Thursday, July 21, 2011

Flick of The Day: Source Code

British director Duncan Jones created a sleeper hit with his 2009 low budget sci-fi flick Moon with a stand out performance from Sam Rockwell. It successfully played with perceptions of reality to create a modern take on the perils of artificial intelligence. He is in similar territory with his latest film though on a much more Hollywood style budget. Today's flick of the day is Source Code.
Jake Gyllenhaal is a US Army Captain who takes part in a military experiment. In the aftermath of a train bombing in downtown Chicago which kills hundreds, he is given the ability to experience the last 8 minutes of the train journey through the eyes of a dead passenger.

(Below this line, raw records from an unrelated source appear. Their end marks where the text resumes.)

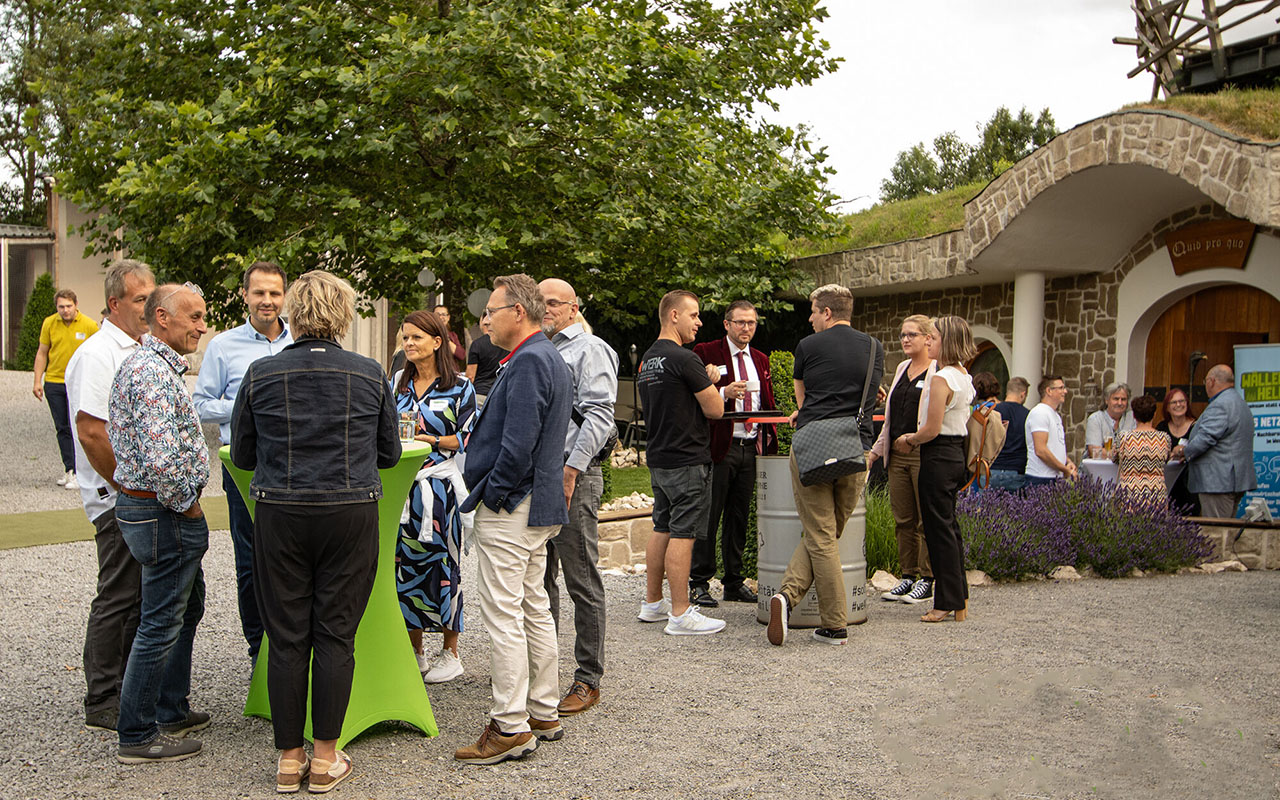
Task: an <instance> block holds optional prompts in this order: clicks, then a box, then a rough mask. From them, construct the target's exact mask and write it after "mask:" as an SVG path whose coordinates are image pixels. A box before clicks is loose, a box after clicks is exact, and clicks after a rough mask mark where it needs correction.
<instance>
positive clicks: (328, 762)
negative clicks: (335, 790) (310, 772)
mask: <svg viewBox="0 0 1280 800" xmlns="http://www.w3.org/2000/svg"><path fill="white" fill-rule="evenodd" d="M337 755H338V758H337V759H334V760H332V762H326V760H324V759H323V758H314V759H311V782H310V783H307V791H308V792H311V794H312V795H323V794H325V792H326V791H329V790H332V788H333V787H334V786H337V785H338V783H340V782H342V781H343V780H346V778H347V776H349V774H351V756H349V755H347V754H346V753H343V751H342V750H338V753H337Z"/></svg>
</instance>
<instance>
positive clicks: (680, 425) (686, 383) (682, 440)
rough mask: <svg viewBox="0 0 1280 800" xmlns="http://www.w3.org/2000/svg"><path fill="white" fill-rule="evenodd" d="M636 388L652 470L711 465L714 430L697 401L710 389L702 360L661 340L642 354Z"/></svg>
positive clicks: (704, 366)
mask: <svg viewBox="0 0 1280 800" xmlns="http://www.w3.org/2000/svg"><path fill="white" fill-rule="evenodd" d="M637 385H639V392H640V402H641V404H643V407H644V419H645V442H646V444H645V449H646V451H648V452H646V461H648V463H649V466H650V467H659V468H664V470H673V468H676V467H689V466H696V465H700V463H710V462H712V439H710V426H709V424H708V422H707V416H705V415H704V413H703V407H701V406H700V404H699V403H698V398H696V397H694V396H695V394H698V393H699V392H701V390H703V389H705V388H707V387H709V385H712V380H710V378H708V376H707V365H704V364H703V360H701V358H699V357H698V356H695V355H694V352H692V351H689V349H685V348H684V347H681V346H678V344H676V343H675V342H672V340H671V339H658V340H657V342H654V343H653V346H652V347H650V348H649V349H646V351H645V353H644V360H643V361H641V362H640V376H639V379H637Z"/></svg>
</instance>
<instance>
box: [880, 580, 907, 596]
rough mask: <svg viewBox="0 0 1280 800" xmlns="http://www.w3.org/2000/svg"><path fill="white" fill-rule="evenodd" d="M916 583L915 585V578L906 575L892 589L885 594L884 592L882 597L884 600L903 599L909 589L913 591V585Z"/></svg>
mask: <svg viewBox="0 0 1280 800" xmlns="http://www.w3.org/2000/svg"><path fill="white" fill-rule="evenodd" d="M914 585H915V580H913V579H910V577H904V579H902V580H900V581H899V582H897V586H893V588H892V589H890V590H888V591H886V593H884V594H882V595H881V599H882V600H901V599H902V598H905V596H906V594H908V593H909V591H911V586H914Z"/></svg>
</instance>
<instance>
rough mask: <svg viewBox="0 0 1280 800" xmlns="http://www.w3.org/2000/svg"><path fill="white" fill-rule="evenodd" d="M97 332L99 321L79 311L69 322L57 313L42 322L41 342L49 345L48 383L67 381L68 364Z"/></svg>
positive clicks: (45, 373)
mask: <svg viewBox="0 0 1280 800" xmlns="http://www.w3.org/2000/svg"><path fill="white" fill-rule="evenodd" d="M95 333H97V323H95V321H93V320H91V319H88V317H87V316H84V315H83V314H81V312H79V311H77V312H76V319H74V320H72V321H70V323H69V324H68V323H64V321H63V317H60V316H59V315H56V314H50V315H49V316H46V317H45V321H44V323H41V324H40V343H41V344H47V346H49V365H47V366H46V367H45V381H46V383H65V380H67V364H68V362H69V361H70V360H72V355H73V353H74V352H76V351H77V349H78V348H79V346H81V344H83V343H84V342H87V340H88V338H90V337H91V335H93V334H95Z"/></svg>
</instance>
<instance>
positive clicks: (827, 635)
mask: <svg viewBox="0 0 1280 800" xmlns="http://www.w3.org/2000/svg"><path fill="white" fill-rule="evenodd" d="M813 637H814V640H815V641H820V643H823V644H846V643H847V641H849V631H847V630H845V628H842V627H819V628H815V630H814V632H813Z"/></svg>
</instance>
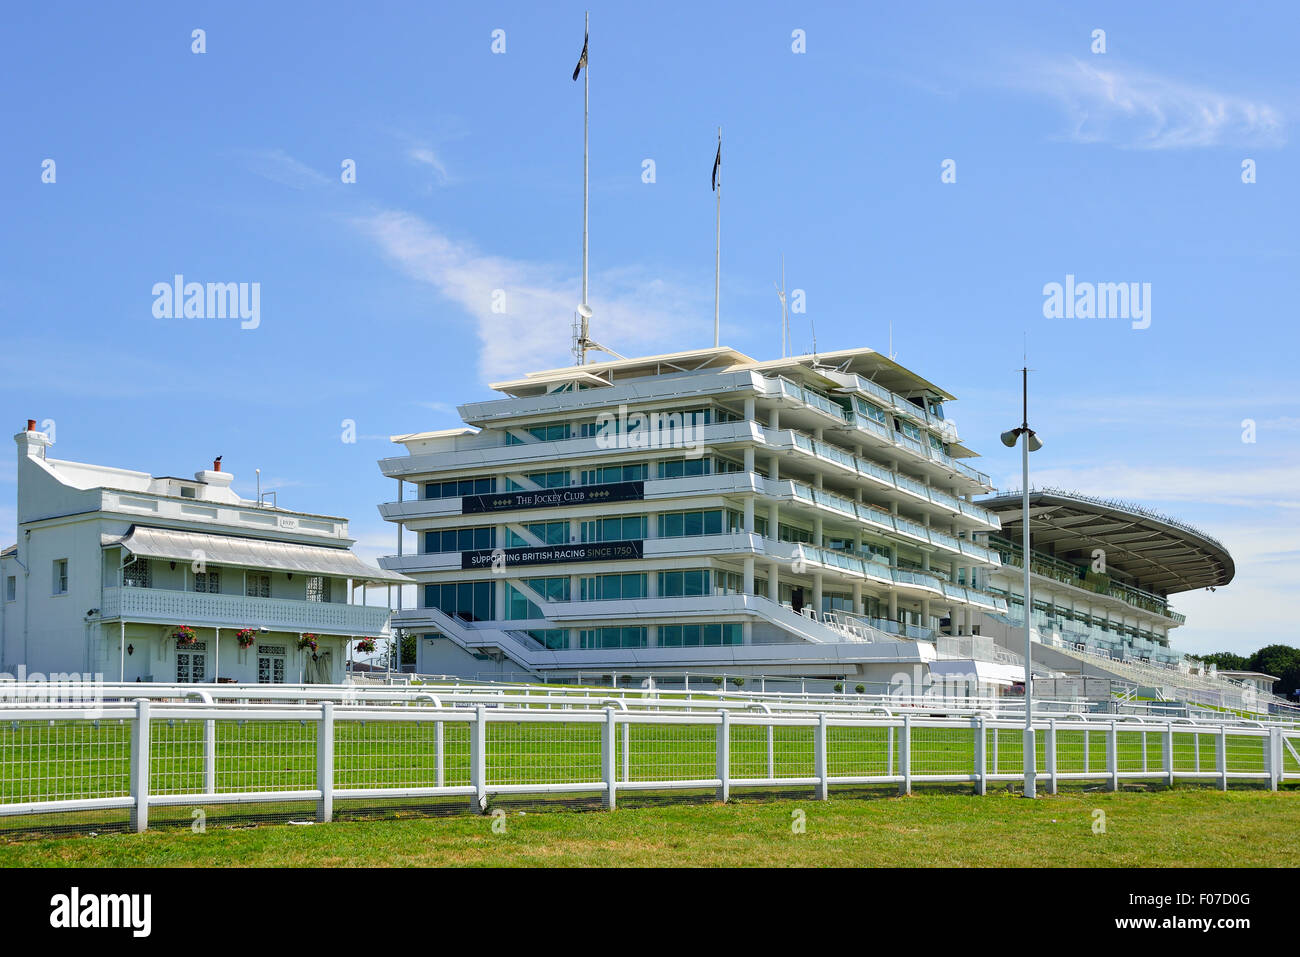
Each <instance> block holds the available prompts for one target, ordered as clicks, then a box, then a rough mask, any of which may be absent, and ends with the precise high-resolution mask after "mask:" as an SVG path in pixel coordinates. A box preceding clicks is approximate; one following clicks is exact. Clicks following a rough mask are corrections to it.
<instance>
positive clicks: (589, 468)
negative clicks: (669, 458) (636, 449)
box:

In an effort to solve the crime, he must experience those final 8 minutes numerous times, each time adding more clues to the final mystery. Of course this is not the whole story as we are repeatedly led to question the reality of what we are seeing and indeed the inherent possibilities. Gyllenhaal's only contact with the real world is an Air Force Captain named Goodwin played by Vera Farmiga. As time ticks, he must solve the crime before the bomber strikes again and find the truth about why he himself has been selected for this mission.

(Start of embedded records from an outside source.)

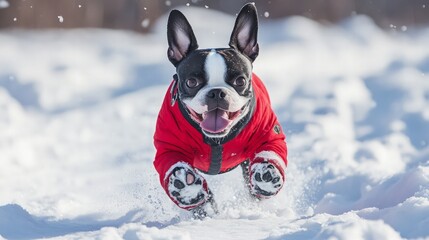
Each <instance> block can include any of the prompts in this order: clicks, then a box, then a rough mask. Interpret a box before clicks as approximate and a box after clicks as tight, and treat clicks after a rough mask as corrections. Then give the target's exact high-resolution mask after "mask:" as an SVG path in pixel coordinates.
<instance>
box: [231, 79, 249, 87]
mask: <svg viewBox="0 0 429 240" xmlns="http://www.w3.org/2000/svg"><path fill="white" fill-rule="evenodd" d="M232 84H233V85H234V86H237V87H242V86H244V85H246V79H245V78H244V77H238V78H236V79H235V80H234V82H233V83H232Z"/></svg>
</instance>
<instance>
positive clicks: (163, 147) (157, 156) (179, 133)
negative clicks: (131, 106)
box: [153, 86, 193, 191]
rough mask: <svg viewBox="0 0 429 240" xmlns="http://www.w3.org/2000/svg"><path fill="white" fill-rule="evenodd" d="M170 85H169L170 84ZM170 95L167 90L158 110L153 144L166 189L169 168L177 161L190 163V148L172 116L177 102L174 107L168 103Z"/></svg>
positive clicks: (158, 169)
mask: <svg viewBox="0 0 429 240" xmlns="http://www.w3.org/2000/svg"><path fill="white" fill-rule="evenodd" d="M170 87H171V86H170ZM170 99H171V95H170V92H169V91H168V92H167V94H166V95H165V98H164V102H163V104H162V106H161V110H160V111H159V115H158V119H157V123H156V130H155V135H154V145H155V148H156V155H155V160H154V162H153V164H154V166H155V169H156V171H157V172H158V174H159V180H160V182H161V185H162V187H163V188H164V189H165V190H166V191H167V182H166V181H165V179H166V177H167V176H166V174H167V172H168V171H169V169H170V168H171V167H172V166H173V165H175V164H176V163H179V162H185V163H188V164H190V165H192V161H193V158H192V157H191V156H193V155H192V150H190V149H189V147H187V146H186V144H184V141H183V139H180V138H179V136H181V134H180V128H179V124H178V122H177V119H175V118H174V111H177V110H178V109H175V108H177V107H178V106H177V103H176V105H175V106H174V107H172V106H171V104H170Z"/></svg>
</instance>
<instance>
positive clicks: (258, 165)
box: [248, 151, 285, 199]
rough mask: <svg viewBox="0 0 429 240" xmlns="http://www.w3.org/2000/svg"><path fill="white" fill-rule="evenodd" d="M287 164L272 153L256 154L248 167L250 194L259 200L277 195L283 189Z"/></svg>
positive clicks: (274, 153)
mask: <svg viewBox="0 0 429 240" xmlns="http://www.w3.org/2000/svg"><path fill="white" fill-rule="evenodd" d="M284 168H285V164H284V162H283V160H282V159H281V158H280V157H279V156H278V155H277V154H276V153H274V152H272V151H263V152H260V153H258V154H256V156H255V158H254V159H252V160H251V161H250V165H249V166H248V174H249V176H248V180H249V188H250V193H251V194H252V195H253V196H255V197H256V198H258V199H264V198H269V197H271V196H274V195H276V194H277V193H278V192H279V191H280V189H281V188H282V187H283V183H284V180H285V177H284Z"/></svg>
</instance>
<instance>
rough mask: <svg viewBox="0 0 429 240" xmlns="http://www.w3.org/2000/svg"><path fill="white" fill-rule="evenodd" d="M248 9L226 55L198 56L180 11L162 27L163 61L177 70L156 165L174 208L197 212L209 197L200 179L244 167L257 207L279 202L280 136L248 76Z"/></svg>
mask: <svg viewBox="0 0 429 240" xmlns="http://www.w3.org/2000/svg"><path fill="white" fill-rule="evenodd" d="M257 33H258V14H257V11H256V7H255V5H254V4H253V3H249V4H246V5H245V6H244V7H243V8H242V9H241V11H240V13H239V14H238V16H237V18H236V21H235V25H234V28H233V31H232V34H231V37H230V41H229V47H228V48H212V49H198V44H197V40H196V38H195V35H194V33H193V30H192V27H191V25H190V24H189V22H188V20H187V19H186V18H185V16H184V15H183V14H182V13H181V12H180V11H178V10H173V11H171V13H170V16H169V19H168V26H167V38H168V51H167V55H168V59H169V60H170V62H171V63H172V64H173V65H174V67H175V68H176V74H175V75H174V80H173V81H172V84H171V85H170V87H169V91H167V93H166V96H165V98H164V102H163V104H162V107H161V110H160V112H159V115H158V120H157V126H156V131H155V135H154V145H155V147H156V150H157V152H156V156H155V160H154V165H155V168H156V170H157V172H158V173H159V176H160V181H161V185H162V187H163V188H164V189H165V191H166V193H167V195H168V196H169V197H170V198H171V200H172V201H173V202H174V203H175V204H177V206H179V207H181V208H183V209H187V210H193V211H194V212H196V211H197V210H198V209H201V208H202V207H203V206H205V205H207V204H206V203H209V202H210V203H212V204H213V202H214V201H213V195H212V193H211V191H210V189H209V186H208V184H207V182H206V180H205V179H204V177H203V174H211V175H215V174H220V173H224V172H228V171H230V170H232V169H234V168H235V167H237V166H241V168H242V172H243V177H244V180H245V182H246V184H247V187H248V188H249V192H250V194H251V195H252V196H254V198H255V199H265V198H270V197H272V196H274V195H276V194H277V193H278V192H279V191H280V189H281V188H282V186H283V183H284V181H285V173H284V171H285V168H286V165H287V159H286V156H287V148H286V142H285V135H284V133H283V131H282V128H281V126H280V124H279V123H278V120H277V117H276V115H275V114H274V112H273V110H272V109H271V104H270V99H269V96H268V93H267V90H266V88H265V86H264V84H263V83H262V81H261V80H260V79H259V77H258V76H256V75H255V74H254V73H253V72H252V64H253V62H254V61H255V59H256V57H257V56H258V53H259V45H258V42H257Z"/></svg>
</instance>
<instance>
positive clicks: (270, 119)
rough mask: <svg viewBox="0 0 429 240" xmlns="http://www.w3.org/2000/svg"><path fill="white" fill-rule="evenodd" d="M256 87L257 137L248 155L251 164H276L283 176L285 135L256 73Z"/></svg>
mask: <svg viewBox="0 0 429 240" xmlns="http://www.w3.org/2000/svg"><path fill="white" fill-rule="evenodd" d="M253 77H254V78H255V80H256V81H255V83H256V88H257V90H258V105H259V107H260V111H261V112H260V114H258V116H260V119H258V121H257V122H258V132H259V133H260V134H258V138H257V140H256V141H254V142H253V143H252V151H251V154H253V155H250V156H249V159H250V162H251V164H252V163H254V162H256V161H269V162H272V163H273V164H275V165H276V167H277V168H278V169H279V170H280V172H281V174H282V176H283V178H284V170H285V168H286V166H287V147H286V141H285V139H286V136H285V134H284V132H283V129H282V127H281V125H280V123H279V122H278V120H277V116H276V115H275V114H274V111H273V110H272V109H271V101H270V98H269V95H268V92H267V90H266V88H265V86H264V85H263V84H262V82H261V81H260V80H259V78H258V77H257V76H256V75H253Z"/></svg>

Jake Gyllenhaal has built a career on bringing a quirky intensity to his roles and having a keen eye for an interesting project. In a relatively short career he has taken on roles as disparate as Donnie Darko, Brokeback Mountain and Zodiac, showing a great range of talent. He is then perfect of the kind of film which this is. To enjoy you really have to sit back and suspend your disbelief for a moment. After all, this is the kind of film where characters utter lines like the below with a straight face.

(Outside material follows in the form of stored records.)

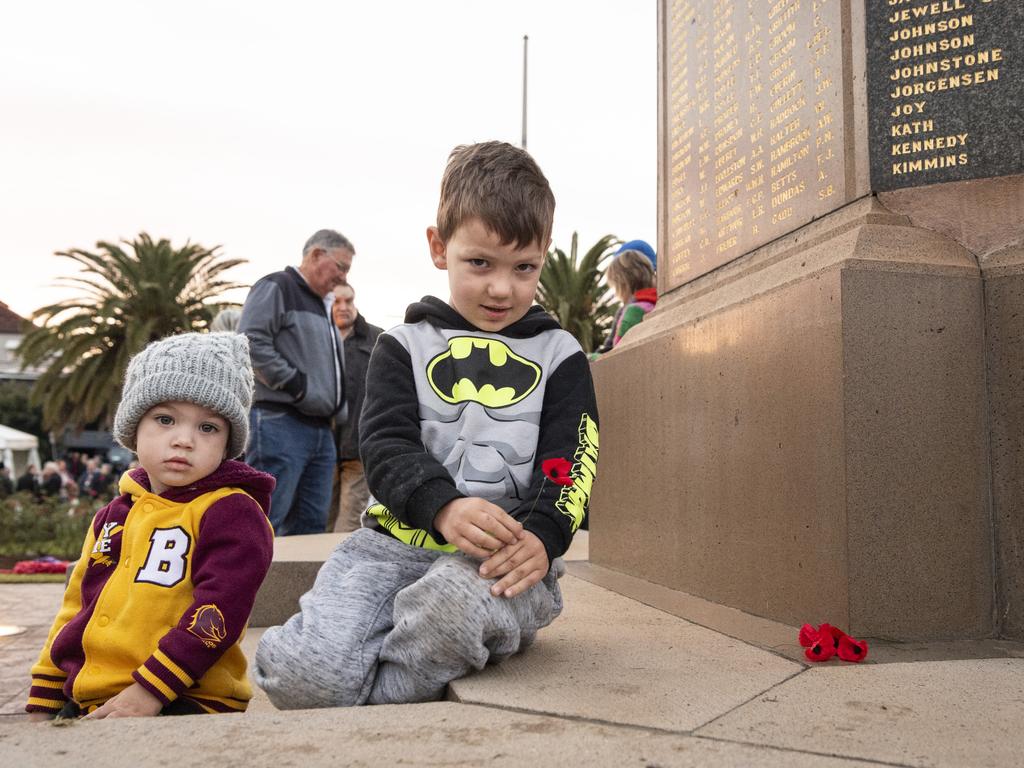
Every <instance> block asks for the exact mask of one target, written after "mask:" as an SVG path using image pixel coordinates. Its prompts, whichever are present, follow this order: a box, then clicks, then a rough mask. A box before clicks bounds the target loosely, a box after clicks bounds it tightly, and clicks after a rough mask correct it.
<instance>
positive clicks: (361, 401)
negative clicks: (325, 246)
mask: <svg viewBox="0 0 1024 768" xmlns="http://www.w3.org/2000/svg"><path fill="white" fill-rule="evenodd" d="M331 314H332V316H333V317H334V325H335V326H337V327H338V333H339V334H341V338H342V339H344V345H345V401H346V402H347V403H348V419H346V420H345V423H344V424H342V425H339V426H338V428H337V429H336V430H335V431H336V433H337V438H338V468H337V470H336V471H335V474H334V493H333V494H332V496H331V511H330V513H329V514H328V518H327V529H328V532H331V531H332V530H335V531H341V532H345V531H349V530H355V529H357V528H358V527H359V516H360V515H361V514H362V512H364V511H365V510H366V508H367V503H368V502H369V501H370V488H369V487H367V476H366V473H365V472H364V469H362V462H361V461H360V460H359V412H360V411H361V410H362V399H364V394H365V392H366V388H367V368H368V367H369V366H370V354H371V352H373V351H374V345H375V344H376V343H377V337H378V336H380V335H381V334H382V333H384V329H382V328H379V327H378V326H375V325H373V324H371V323H367V319H366V317H364V316H362V314H361V313H360V312H359V310H358V309H356V308H355V289H353V288H352V287H351V286H350V285H345V286H338V287H337V288H336V289H334V306H333V307H332V309H331Z"/></svg>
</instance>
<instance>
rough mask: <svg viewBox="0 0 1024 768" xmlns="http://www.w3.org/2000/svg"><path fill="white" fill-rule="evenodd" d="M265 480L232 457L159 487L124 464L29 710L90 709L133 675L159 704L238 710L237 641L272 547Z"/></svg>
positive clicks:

                                             "This is not time travel. This is time re-assignment."

That said, It is not my intention to denigrate the film for it is very entertaining at times and delivers an ending which is both pitch perfect and very smart in its own way.
Th real strong point of the film is that by keeping the viewer in the dark for so long as to the true intentions of the plot, that it allows them to create their own idea of what is happening and thus retains interest until the final reveal. This of course an old film making trick but it is used to good effect. What better way to keep a mystery engaging then to leave people to draw their own conclusions till the critical point.
All in all, this is a worthwhile piece of work and a cut above the standard multiplex fare. It requires you think along the lines of Christopher Nolan's recent Inception and anything that improves  the standard of Hollywood action pictures above the thrashy likes of Michael Bay and his oeuvre deserves praise. While not a classic, it is an entertaining picture and worth a look.